Done at my Desk.
July 08, 2014

Done at my Desk.

Anonymous | TrustRadius Reviewer
Score 6 out of 10
Vetted Review
Verified User

Software Version

N/A (cloud application)

Modules Used

  • Agent, Business Insignts, Admin, New Business Insights

Overall Satisfaction with Desk.com

My company offers a Software as a Service to our clients. We use Desk to handle incoming email inquiries and internal tasks. We use Desk.com within both my department and then also IT / Operations to keep track of internal tasks. For example, when onboarding a new clients we create tickets to communicate with them the information they need (pulling their contact info from Salesforce - we've integrated), create tickets for ourselves to install and upgrade the site and then for operations to deploy the appropriate upgrades, features and reports to that site. We also use Desk to help monitor ticket demographics through reports based on the use of labels - our software administrators vs. supporters etc.
  • Notes. It's really nice to be able to leave notes on tickets for internal communication.
  • Rules. The business rules are really handy for being able to automate either certain tasks (like automatically closing / deleting out of office responses) and for contacting Desk administrators (a case that you're working on has been updated!)
  • Labels. Labels are great in the fact that we can pull reports based off of them and add or create as many as we want. They offer a lot of flexibility and workarounds to compensate for any limitations.
  • Reporting.

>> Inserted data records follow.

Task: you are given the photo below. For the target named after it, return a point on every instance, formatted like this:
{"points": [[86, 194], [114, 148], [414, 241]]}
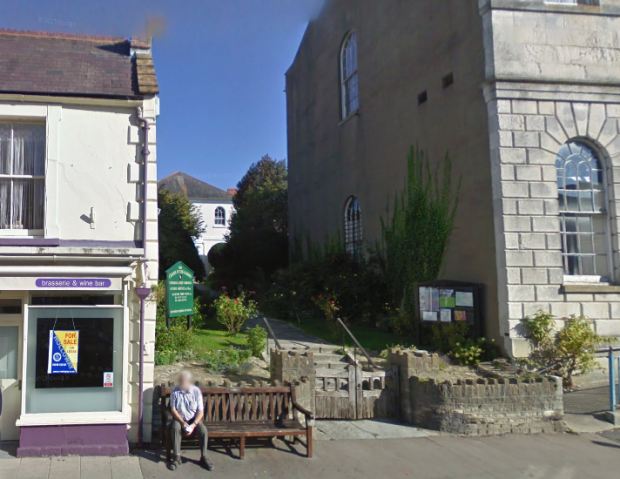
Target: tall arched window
{"points": [[583, 217], [353, 237], [349, 88], [220, 216]]}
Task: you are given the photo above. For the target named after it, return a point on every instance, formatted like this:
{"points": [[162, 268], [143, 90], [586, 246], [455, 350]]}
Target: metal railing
{"points": [[271, 333], [357, 343], [613, 361]]}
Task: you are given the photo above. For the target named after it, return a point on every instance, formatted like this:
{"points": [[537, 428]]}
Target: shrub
{"points": [[468, 353], [225, 360], [234, 312], [257, 340], [564, 352], [174, 344]]}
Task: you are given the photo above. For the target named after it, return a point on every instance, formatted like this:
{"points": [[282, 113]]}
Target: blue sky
{"points": [[220, 65]]}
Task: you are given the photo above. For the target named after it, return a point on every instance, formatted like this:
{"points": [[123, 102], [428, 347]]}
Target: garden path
{"points": [[290, 336]]}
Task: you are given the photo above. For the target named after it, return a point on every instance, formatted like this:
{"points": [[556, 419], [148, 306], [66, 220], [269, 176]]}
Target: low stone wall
{"points": [[296, 368], [482, 406]]}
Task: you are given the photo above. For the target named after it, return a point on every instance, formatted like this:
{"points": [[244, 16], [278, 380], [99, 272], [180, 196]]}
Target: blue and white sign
{"points": [[63, 352]]}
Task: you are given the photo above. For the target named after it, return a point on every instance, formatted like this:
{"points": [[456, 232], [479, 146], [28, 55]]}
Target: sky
{"points": [[220, 66]]}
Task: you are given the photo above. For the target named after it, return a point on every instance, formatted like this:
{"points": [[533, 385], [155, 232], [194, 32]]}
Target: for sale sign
{"points": [[63, 352]]}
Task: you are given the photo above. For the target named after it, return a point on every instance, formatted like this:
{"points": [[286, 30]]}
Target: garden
{"points": [[315, 287]]}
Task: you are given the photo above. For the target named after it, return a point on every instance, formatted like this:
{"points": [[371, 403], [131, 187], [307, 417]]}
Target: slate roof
{"points": [[193, 188], [75, 65]]}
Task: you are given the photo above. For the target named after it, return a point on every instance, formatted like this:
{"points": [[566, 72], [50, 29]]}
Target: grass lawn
{"points": [[213, 336], [372, 339]]}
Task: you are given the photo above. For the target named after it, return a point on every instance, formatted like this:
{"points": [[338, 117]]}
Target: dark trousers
{"points": [[176, 433]]}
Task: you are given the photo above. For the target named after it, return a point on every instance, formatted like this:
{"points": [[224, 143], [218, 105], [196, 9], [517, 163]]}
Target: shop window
{"points": [[75, 359], [220, 216], [349, 85], [22, 176], [583, 214], [8, 352], [353, 236]]}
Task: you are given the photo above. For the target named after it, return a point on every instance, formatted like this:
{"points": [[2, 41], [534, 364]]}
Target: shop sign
{"points": [[63, 352], [179, 290], [95, 283]]}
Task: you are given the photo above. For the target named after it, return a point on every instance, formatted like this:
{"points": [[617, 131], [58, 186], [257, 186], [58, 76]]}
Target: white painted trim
{"points": [[125, 392], [64, 418]]}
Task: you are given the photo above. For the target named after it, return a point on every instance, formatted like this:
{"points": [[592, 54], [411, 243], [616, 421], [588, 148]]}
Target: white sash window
{"points": [[22, 177]]}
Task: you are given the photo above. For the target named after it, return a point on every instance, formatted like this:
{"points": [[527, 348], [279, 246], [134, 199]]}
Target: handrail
{"points": [[370, 361], [271, 333]]}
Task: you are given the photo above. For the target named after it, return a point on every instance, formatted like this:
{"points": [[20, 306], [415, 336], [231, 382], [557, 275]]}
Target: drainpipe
{"points": [[143, 291]]}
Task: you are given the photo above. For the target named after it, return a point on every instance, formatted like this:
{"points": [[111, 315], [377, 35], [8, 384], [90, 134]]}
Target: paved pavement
{"points": [[560, 456], [567, 456], [71, 467]]}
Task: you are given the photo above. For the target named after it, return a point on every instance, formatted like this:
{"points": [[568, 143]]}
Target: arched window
{"points": [[353, 236], [349, 88], [583, 217], [220, 216]]}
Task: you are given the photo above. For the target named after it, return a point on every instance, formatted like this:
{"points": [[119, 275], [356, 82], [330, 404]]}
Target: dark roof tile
{"points": [[62, 64]]}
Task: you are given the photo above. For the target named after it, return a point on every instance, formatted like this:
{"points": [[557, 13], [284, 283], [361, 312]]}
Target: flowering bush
{"points": [[328, 305], [234, 312]]}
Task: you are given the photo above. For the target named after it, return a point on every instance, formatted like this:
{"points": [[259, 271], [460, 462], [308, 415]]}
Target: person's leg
{"points": [[176, 432], [204, 443]]}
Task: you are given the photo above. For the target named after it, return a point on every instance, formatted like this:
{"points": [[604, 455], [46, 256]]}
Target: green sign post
{"points": [[179, 290]]}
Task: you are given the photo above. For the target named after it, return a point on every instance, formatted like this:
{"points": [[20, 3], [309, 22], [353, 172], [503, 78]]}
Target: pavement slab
{"points": [[559, 456]]}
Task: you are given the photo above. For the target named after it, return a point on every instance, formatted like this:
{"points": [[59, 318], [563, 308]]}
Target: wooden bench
{"points": [[245, 412]]}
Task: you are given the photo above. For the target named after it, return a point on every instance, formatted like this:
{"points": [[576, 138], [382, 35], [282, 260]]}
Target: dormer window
{"points": [[22, 176]]}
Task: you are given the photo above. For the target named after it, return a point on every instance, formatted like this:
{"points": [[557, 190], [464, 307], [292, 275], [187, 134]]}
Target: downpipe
{"points": [[142, 291]]}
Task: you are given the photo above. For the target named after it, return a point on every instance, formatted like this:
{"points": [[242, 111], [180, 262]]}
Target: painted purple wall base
{"points": [[86, 440]]}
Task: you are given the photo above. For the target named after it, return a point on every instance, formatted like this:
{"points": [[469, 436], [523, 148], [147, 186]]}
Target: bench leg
{"points": [[309, 442]]}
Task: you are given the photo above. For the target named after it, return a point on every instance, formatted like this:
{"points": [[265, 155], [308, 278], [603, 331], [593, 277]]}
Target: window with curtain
{"points": [[349, 88], [22, 176], [353, 235], [583, 216], [220, 216]]}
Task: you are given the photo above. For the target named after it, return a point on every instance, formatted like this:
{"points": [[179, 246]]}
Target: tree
{"points": [[416, 236], [257, 245], [179, 225]]}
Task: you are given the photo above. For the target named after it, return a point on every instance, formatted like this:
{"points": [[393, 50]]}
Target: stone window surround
{"points": [[528, 124]]}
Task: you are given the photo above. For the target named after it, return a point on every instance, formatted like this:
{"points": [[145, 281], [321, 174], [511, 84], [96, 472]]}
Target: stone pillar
{"points": [[296, 368]]}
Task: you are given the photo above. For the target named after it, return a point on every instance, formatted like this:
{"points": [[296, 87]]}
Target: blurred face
{"points": [[185, 380]]}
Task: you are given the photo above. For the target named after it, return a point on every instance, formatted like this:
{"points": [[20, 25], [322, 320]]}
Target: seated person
{"points": [[187, 412]]}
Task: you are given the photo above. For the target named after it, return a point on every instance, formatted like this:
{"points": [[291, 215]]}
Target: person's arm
{"points": [[200, 414]]}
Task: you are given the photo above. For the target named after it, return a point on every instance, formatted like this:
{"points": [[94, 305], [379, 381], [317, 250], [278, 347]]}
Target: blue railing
{"points": [[613, 361]]}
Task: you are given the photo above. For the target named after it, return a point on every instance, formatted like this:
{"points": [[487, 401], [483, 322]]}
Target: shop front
{"points": [[64, 360]]}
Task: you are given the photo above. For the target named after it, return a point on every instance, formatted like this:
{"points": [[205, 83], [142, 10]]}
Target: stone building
{"points": [[78, 242], [214, 205], [525, 97]]}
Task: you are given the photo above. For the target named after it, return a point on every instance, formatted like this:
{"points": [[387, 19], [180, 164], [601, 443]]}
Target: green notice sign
{"points": [[179, 290]]}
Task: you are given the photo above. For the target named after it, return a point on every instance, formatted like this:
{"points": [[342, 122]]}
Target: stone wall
{"points": [[297, 368], [483, 406], [552, 77]]}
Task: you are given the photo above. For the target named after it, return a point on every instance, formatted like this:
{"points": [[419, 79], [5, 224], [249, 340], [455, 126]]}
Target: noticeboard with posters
{"points": [[445, 302]]}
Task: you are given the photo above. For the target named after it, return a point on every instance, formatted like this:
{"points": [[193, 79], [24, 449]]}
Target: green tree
{"points": [[416, 236], [257, 245], [179, 224]]}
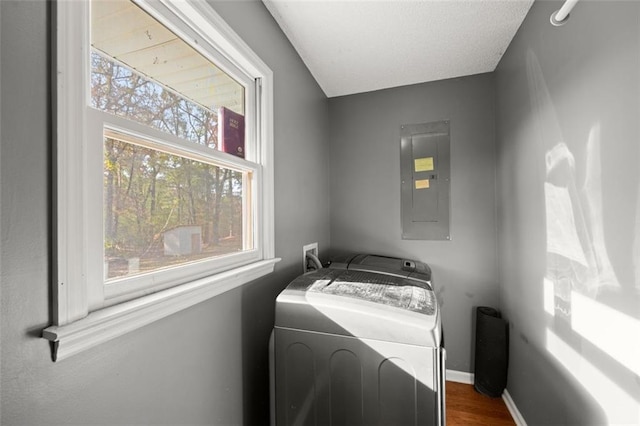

The new business insights are great in the fact that we can now export reports to CSV, but we are still limited (here at Cappex) to pulling off of labels. There is a tab when viewing a ticket to look at customer info. Because our clients are organizations, that is usually what we have in that tab. We'd like to be able to pull based on client. For example, "how many tickets did X organization have this month?" and we're only able to do that through the label "X organization" which heavily relies on the team properly labeling. We feel like it's a workaround to what we'd like to be doing.
  • Desk.com is sometimes very slow. Either in loading, to pick up incoming communications or in sending them. We've often experienced "outages" and while Desk.com is very diligent about adding a banner at the top to indicate that you are aware of the problem, there is not much room for detail or insight to give more information.
  • There is not much monitoring in place to let us know if an email address got changed (as in our incoming or outgoing) or details that would effect an API like Salesforce.com. It just stops working and while it is our responsibility to keep these things in order, it has sometimes taken a bit of time to both notice and then narrow down the problem. It would be really cool if maybe people dubbed administrators could be notified when something is amiss!
  • Better transparency regarding the workload and quality of service provided by our agents. Management is now able to see just how many tickets are in the air and how agents are handling them.
  • Work efficiency. Playing into the above comment, having all communications 'public' to management helps to keep employees motivated to perform at high quality standards.
  • Desk has given us the ability to truly track (even if it is a little bit off) the volume of support we are providing. Before Desk everything was just handled in Outlook and there was no insight at all into statistics around tickets.
I was not involved in the selection process of Desk.com vs. competitors but we are discontinuing our Desk.com subscription this month and instead opting to use Service Cloud as our new ticketing system. It allows better integration with Salesforce.com and also is more client based (referring to the reporting and stats I brought up).
Please see previous comment. We will not be renewing Desk.com and are instead opting for Service Cloud - another Salesforce product that ties in better with having tickets based off clients rather than single serving tickets. Service cloud was also considered due to the extensive reporting and the ability to import information in (cases for example). We will be migrating at the end of the month.
For us, we have a regular customer base that we work with. Lots of returning customers - this means they often respond to old emails and it just reopens the ticket instead of creating a new one each time, skewing our statistics. I think Desk.com would be much more suitable for 'single serving' assistance - maybe a retail company, travel agency or something where your client base is composed more of unique clients and less returning clients.